Ramaphosa might change all this. He has a real shot at following Zuma. He’s as much a part of the inner core of ANC rebels as Mandela, Mbeki and Zuma, which still today seems to be an essential credential for becoming the new South Africa’s Head of State.
It’s all very similar, in fact, to the first several presidents of our own Republic, revolutionary heroes.
But there are real outside contenders developing because of Zuma’s absolute craziness. In steps Ramaphosa out of the business world, where he’s been quietly earning billions.
Frankly I don’t think Zuma’s problem is that he’s beholden to special interests, but the electorate absolutely thinks otherwise.
And they see Ramaphosa the same way so many Americans see Donald Trump, freed from the outside sources of wealth that are so necessary for winning an election, today.
I find this fascinating. In both places wealth creation is not yet presumed evil in itself, even when it can be demonstrated that often that creation is at the expense of the poorest.

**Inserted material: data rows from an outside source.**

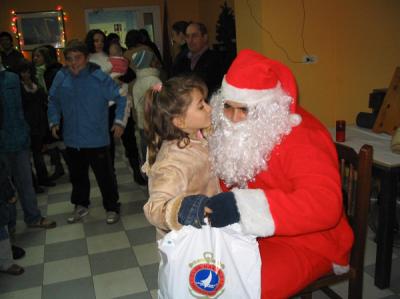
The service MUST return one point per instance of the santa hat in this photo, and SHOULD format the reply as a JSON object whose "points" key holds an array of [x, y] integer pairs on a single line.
{"points": [[253, 78]]}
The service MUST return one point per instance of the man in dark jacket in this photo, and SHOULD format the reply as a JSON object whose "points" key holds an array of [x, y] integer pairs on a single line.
{"points": [[10, 56], [14, 147], [200, 60]]}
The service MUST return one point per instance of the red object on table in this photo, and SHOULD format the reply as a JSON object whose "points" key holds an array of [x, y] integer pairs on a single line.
{"points": [[340, 131]]}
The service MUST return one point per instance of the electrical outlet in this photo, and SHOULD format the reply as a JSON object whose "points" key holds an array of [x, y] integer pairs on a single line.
{"points": [[308, 59]]}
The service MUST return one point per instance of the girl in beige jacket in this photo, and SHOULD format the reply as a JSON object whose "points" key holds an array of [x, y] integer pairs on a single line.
{"points": [[177, 165]]}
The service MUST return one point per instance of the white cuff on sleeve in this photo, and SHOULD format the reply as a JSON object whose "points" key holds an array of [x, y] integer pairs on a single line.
{"points": [[255, 215]]}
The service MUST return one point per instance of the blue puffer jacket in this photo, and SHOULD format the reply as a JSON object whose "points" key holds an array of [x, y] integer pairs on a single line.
{"points": [[82, 101], [14, 132]]}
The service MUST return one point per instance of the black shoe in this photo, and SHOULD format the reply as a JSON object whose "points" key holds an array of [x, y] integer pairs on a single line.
{"points": [[18, 252], [47, 183], [39, 190], [57, 174]]}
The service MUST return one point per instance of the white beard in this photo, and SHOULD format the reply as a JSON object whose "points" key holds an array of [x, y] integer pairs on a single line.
{"points": [[239, 151]]}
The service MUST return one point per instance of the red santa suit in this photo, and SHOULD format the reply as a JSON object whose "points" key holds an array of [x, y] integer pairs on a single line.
{"points": [[295, 204]]}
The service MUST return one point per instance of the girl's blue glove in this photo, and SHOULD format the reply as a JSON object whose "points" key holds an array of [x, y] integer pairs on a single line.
{"points": [[192, 210]]}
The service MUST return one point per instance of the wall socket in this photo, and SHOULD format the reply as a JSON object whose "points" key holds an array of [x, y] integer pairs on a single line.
{"points": [[309, 59]]}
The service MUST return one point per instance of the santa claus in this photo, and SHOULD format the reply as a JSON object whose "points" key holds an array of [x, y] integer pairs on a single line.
{"points": [[278, 167]]}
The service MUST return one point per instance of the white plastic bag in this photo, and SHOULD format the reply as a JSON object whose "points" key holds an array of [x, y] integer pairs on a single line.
{"points": [[209, 263]]}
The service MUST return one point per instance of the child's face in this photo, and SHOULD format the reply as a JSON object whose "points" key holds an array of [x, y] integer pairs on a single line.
{"points": [[115, 50], [76, 61], [98, 42], [198, 114], [26, 76], [38, 58]]}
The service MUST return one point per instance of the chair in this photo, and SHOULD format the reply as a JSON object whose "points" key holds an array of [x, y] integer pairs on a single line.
{"points": [[355, 171]]}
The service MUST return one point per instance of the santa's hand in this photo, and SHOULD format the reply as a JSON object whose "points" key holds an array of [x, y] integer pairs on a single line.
{"points": [[192, 210], [224, 209]]}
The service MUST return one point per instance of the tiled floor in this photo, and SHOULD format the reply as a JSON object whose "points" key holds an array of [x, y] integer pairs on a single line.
{"points": [[95, 260]]}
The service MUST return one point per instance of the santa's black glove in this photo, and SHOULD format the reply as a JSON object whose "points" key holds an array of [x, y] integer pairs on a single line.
{"points": [[224, 209], [192, 210]]}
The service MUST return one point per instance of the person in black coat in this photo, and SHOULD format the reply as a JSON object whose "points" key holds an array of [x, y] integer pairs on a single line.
{"points": [[201, 60], [34, 103]]}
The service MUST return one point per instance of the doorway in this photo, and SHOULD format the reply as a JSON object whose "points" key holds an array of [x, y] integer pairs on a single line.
{"points": [[122, 19]]}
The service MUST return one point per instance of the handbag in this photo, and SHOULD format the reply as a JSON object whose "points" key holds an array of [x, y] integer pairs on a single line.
{"points": [[209, 263]]}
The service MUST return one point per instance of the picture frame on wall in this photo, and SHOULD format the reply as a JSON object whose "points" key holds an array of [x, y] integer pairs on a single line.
{"points": [[35, 29]]}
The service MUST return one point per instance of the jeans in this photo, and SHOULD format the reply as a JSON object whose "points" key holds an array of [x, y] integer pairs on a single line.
{"points": [[6, 259], [19, 168], [99, 159]]}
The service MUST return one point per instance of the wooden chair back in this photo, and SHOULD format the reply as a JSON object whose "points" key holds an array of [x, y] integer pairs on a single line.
{"points": [[356, 172]]}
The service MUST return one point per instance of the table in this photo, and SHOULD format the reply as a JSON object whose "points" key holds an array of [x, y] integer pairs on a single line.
{"points": [[386, 165]]}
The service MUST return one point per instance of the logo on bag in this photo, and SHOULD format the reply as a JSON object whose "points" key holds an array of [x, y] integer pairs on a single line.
{"points": [[207, 277]]}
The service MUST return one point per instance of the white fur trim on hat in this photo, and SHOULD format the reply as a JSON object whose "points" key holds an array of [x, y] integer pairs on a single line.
{"points": [[255, 215], [249, 96], [295, 119]]}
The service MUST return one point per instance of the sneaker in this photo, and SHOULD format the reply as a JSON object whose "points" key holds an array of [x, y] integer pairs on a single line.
{"points": [[78, 213], [17, 252], [112, 217], [47, 183]]}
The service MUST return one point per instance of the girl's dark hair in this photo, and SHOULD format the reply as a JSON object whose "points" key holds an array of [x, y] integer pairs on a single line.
{"points": [[133, 38], [45, 52], [89, 40], [161, 107], [112, 38], [75, 45]]}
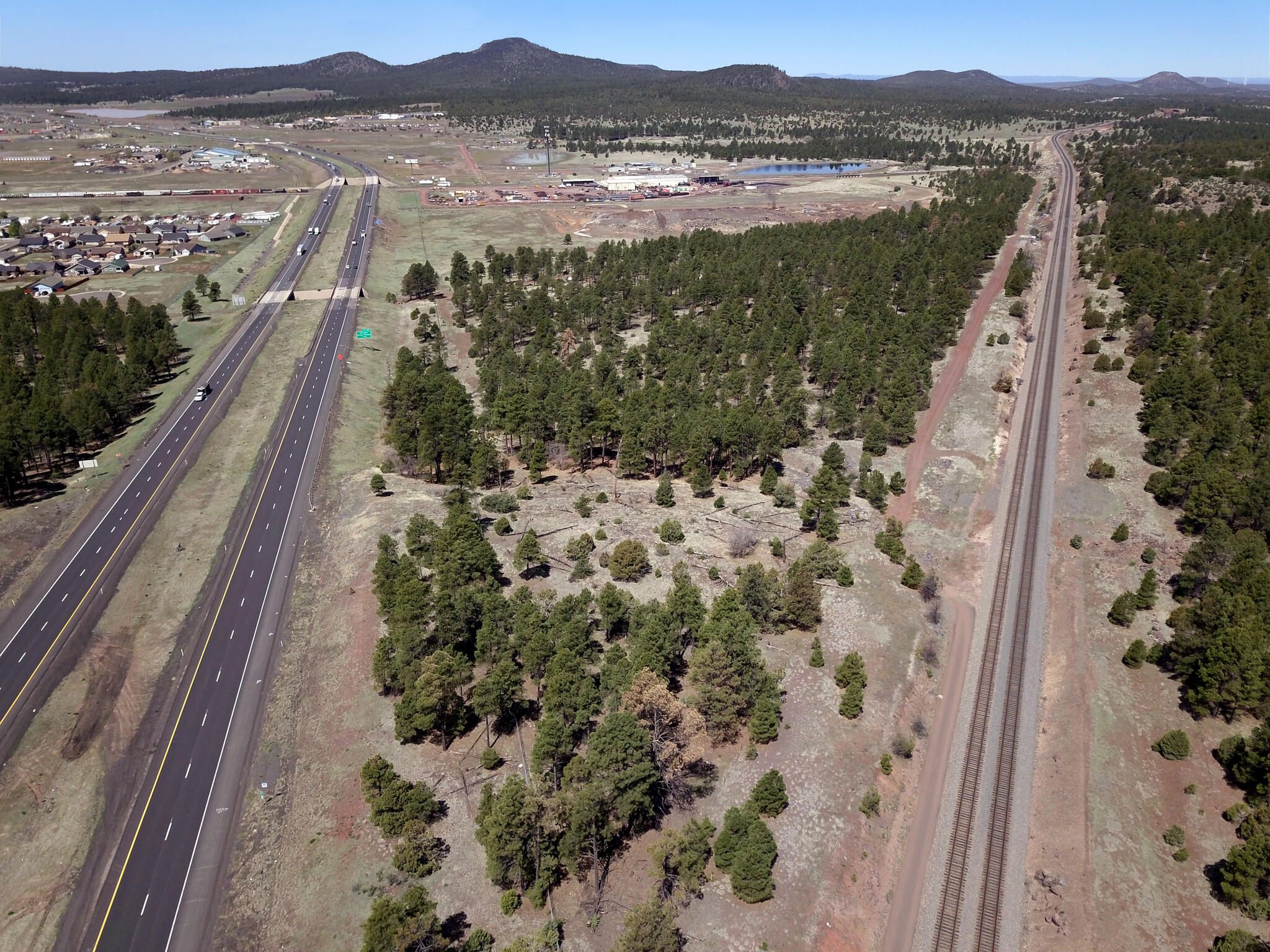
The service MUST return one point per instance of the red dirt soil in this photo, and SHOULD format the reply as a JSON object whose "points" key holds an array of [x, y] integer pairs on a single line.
{"points": [[944, 389]]}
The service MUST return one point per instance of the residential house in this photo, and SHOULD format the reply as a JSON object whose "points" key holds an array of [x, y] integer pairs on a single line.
{"points": [[46, 286], [83, 270]]}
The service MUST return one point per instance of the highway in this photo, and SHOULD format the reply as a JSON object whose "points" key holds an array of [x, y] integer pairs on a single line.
{"points": [[162, 884], [978, 865], [73, 592]]}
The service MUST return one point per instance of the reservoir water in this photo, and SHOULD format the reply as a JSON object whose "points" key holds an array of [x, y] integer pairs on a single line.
{"points": [[807, 169]]}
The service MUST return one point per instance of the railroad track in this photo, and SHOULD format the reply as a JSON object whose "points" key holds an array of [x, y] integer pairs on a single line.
{"points": [[1008, 627]]}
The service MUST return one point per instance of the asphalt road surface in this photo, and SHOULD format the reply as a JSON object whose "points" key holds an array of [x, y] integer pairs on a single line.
{"points": [[73, 592], [162, 888]]}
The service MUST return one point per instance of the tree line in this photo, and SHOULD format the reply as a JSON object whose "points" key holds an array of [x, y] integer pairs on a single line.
{"points": [[1196, 312], [73, 375]]}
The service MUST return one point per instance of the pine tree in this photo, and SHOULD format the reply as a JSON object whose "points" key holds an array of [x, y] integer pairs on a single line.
{"points": [[752, 866], [538, 461], [836, 460], [765, 723], [735, 827], [913, 575], [827, 527], [701, 483], [769, 796], [528, 552], [1146, 597], [649, 927], [802, 597], [851, 671], [665, 494], [853, 703], [1124, 610]]}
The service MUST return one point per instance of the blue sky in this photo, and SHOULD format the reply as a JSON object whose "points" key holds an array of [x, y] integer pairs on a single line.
{"points": [[1117, 38]]}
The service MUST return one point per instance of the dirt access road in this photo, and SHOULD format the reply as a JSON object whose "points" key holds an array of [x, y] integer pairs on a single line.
{"points": [[911, 886]]}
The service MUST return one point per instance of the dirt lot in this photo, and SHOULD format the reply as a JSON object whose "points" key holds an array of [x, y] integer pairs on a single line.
{"points": [[51, 791], [1101, 800]]}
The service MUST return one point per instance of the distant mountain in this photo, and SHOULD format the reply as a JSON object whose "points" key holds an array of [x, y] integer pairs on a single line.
{"points": [[516, 60], [943, 79], [1166, 82]]}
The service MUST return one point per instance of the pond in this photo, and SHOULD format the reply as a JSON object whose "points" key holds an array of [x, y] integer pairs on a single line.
{"points": [[534, 157], [807, 169]]}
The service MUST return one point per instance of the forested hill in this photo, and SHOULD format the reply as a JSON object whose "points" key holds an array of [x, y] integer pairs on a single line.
{"points": [[735, 323], [513, 77]]}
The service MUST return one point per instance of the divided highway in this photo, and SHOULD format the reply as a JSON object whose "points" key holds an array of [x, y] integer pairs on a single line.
{"points": [[163, 881], [73, 592]]}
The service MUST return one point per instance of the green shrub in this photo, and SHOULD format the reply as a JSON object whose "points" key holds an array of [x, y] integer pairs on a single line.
{"points": [[1174, 746], [499, 503], [770, 798], [853, 703], [1100, 470], [783, 496], [629, 560], [1124, 610], [913, 575], [870, 803], [665, 495]]}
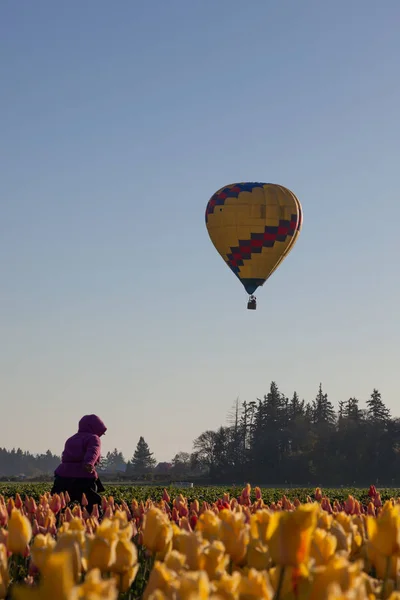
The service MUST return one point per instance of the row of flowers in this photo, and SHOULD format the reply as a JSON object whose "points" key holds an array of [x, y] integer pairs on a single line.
{"points": [[232, 549]]}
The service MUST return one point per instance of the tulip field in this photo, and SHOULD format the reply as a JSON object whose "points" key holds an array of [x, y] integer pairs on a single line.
{"points": [[215, 543]]}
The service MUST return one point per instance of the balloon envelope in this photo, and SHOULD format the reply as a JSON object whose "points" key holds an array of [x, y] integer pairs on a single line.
{"points": [[253, 226]]}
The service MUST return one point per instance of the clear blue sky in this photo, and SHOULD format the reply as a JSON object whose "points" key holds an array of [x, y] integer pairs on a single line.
{"points": [[119, 121]]}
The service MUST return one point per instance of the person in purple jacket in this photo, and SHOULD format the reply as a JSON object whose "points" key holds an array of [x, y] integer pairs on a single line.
{"points": [[77, 472]]}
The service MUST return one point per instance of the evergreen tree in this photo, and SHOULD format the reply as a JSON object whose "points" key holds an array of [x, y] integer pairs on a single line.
{"points": [[323, 410], [377, 411], [143, 460]]}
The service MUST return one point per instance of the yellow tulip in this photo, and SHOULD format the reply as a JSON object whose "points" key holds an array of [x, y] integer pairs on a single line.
{"points": [[324, 520], [234, 534], [289, 535], [19, 532], [194, 585], [4, 577], [215, 560], [338, 570], [157, 595], [323, 546], [384, 531], [343, 538], [192, 545], [68, 543], [208, 525], [385, 566], [258, 556], [41, 549], [175, 561], [57, 580], [101, 553], [161, 578], [157, 530], [259, 524], [295, 583], [227, 586], [95, 588], [255, 585], [126, 556]]}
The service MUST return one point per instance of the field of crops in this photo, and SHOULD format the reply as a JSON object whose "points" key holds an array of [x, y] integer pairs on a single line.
{"points": [[211, 543]]}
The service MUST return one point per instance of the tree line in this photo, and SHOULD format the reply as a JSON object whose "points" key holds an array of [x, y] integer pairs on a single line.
{"points": [[274, 439]]}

Rather, it’s the “dream” that has replaced the dream of freedom: Freedom of tyranny is no longer as important as freedom from your creditors.
I see it as the same thing, really, but the intellectual exercise of equating the two seems beyond the capacity of the 10-second sound bite consumer.
So if you believe this, then you might as well believe that someone who is truly freed from the creditors that broker elections and governance might be a fair bloke after all.
Forget about such incidental things as poverty, disease, infrastructure and the Syrian War. Look at that bank statement!